Investors received a dose of economic reality on Tuesday as a slew of indicators sent a reminder through the markets that while the U.S. economy is staying afloat better than some had feared, it is hardly going gangbusters.
This reminder was delivered through new data that showed U.S. home prices in metropolitan areas recently tumbled to February 2003 levels, consumer confidence took a surprise retreat in January and a Chicago-area manufacturing index moderated this month.
At the same time, the Congressional Budget Office said the U.S. budget deficit will clock in at nearly $1.1 trillion in fiscal 2012, up from earlier estimates and marking the fourth-consecutive year of 13-digit shortfalls.
While economic hopes helped drive the Dow to what will likely be its strongest January since 1997, Tuesday’s gloomy news weighed on equities. The benchmark index was off almost 0.5% in early afternoon action.
“The improvements we’ve seen in many indicators are encouraging,” said Russell Price, senior economist at Ameriprise (NYSE:AMP). However, Tuesday’s news “shows that the pace of improvement is not going to be as robust as people were hoping maybe just a few weeks ago.”
Stocks hit session lows after the Conference Board said its consumer confidence index slipped to 61.1 in January, missing forecasts for a rise from December’s 64.8 to 68.
The decline in confidence could spell trouble for retailers like Amazon.com (NASDAQ:AMZN) and Gap (NYSE:GPS) that rely on healthy consumer spending. Shares of the S&P retail ETF retreated 1.65%, compared with a 0.25% decline on the broad S&P 500.
However, analysts pointed out that confidence remains above November levels and said December’s surge in sentiment may have been overstated.
“We continue to perceive consumer confidence to be on a positive trend and expect it to rise modestly as labor market conditions improve,” Cooper Howes, research analyst at Barclays (NYSE:BCS), wrote in a note.
Recent hopes that the U.S. housing market may be in the process of bottoming out may be hurt a bit by the new S&P/Case-Shiller Home Price Indices, which hit a new crisis low in November.

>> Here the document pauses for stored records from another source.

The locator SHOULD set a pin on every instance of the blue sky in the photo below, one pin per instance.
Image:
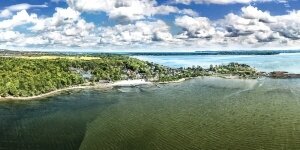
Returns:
(149, 25)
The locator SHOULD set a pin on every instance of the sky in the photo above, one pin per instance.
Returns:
(149, 25)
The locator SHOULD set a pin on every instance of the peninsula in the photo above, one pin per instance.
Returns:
(30, 76)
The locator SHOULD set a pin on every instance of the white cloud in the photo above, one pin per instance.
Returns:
(20, 18)
(251, 12)
(198, 27)
(8, 11)
(126, 10)
(141, 32)
(223, 2)
(251, 28)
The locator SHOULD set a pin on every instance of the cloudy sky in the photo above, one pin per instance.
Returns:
(149, 25)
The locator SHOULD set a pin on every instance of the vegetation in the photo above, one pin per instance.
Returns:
(23, 77)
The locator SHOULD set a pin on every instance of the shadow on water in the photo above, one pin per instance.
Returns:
(57, 122)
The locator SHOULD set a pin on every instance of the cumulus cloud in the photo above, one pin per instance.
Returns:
(250, 28)
(8, 11)
(20, 18)
(140, 32)
(127, 10)
(223, 2)
(197, 27)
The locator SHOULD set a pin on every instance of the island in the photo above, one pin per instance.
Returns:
(32, 75)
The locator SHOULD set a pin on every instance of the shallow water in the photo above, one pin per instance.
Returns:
(283, 62)
(204, 113)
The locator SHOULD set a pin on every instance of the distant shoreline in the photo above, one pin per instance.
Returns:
(120, 83)
(95, 86)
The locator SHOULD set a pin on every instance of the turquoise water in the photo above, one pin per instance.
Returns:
(204, 113)
(268, 63)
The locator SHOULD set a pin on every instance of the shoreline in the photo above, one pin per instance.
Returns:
(121, 83)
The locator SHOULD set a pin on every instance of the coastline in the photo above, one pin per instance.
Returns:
(121, 83)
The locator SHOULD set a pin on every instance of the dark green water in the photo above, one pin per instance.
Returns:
(207, 113)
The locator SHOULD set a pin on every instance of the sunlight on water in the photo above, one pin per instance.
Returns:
(268, 63)
(203, 113)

A composite of 20 metro areas revealed a 1.3% decline in November on a non-seasonally adjusted basis, missing forecasts for a 0.8% drop. Seasonally-adjusted, the home price index slipped to the lowest levels since February 2003, marking a 33% plunge from its 2006 high.
“We are now five years into this corrective phase for the housing market. I do think we are bottoming in home prices, turnover activity and sales rates,” said Price. “We’re at the bottom. The path ahead is a lot more bright than looking into the rearview mirror.”
Ahead of Wednesday’s closely-watched Institute for Supply Management manufacturing index, a new report showed Chicago-area manufacturing fell in January to 60.2 from 62.2 in December. Production, new orders and employment components of the index also slipped. While the drop marked the second-straight month of slowing activity, it did remain within the six-month average.
“I’m not too worried about that number,” said Price. “It still showed a relatively robust amount of growth from that region of the country that is still benefiting from improvements in automobile sales.”
While Tuesday's data may have been disappointing, there will be plenty of other indicators for investors to digest later this week, including the ISM report, weekly jobless claims and Friday's crucial monthly jobs report.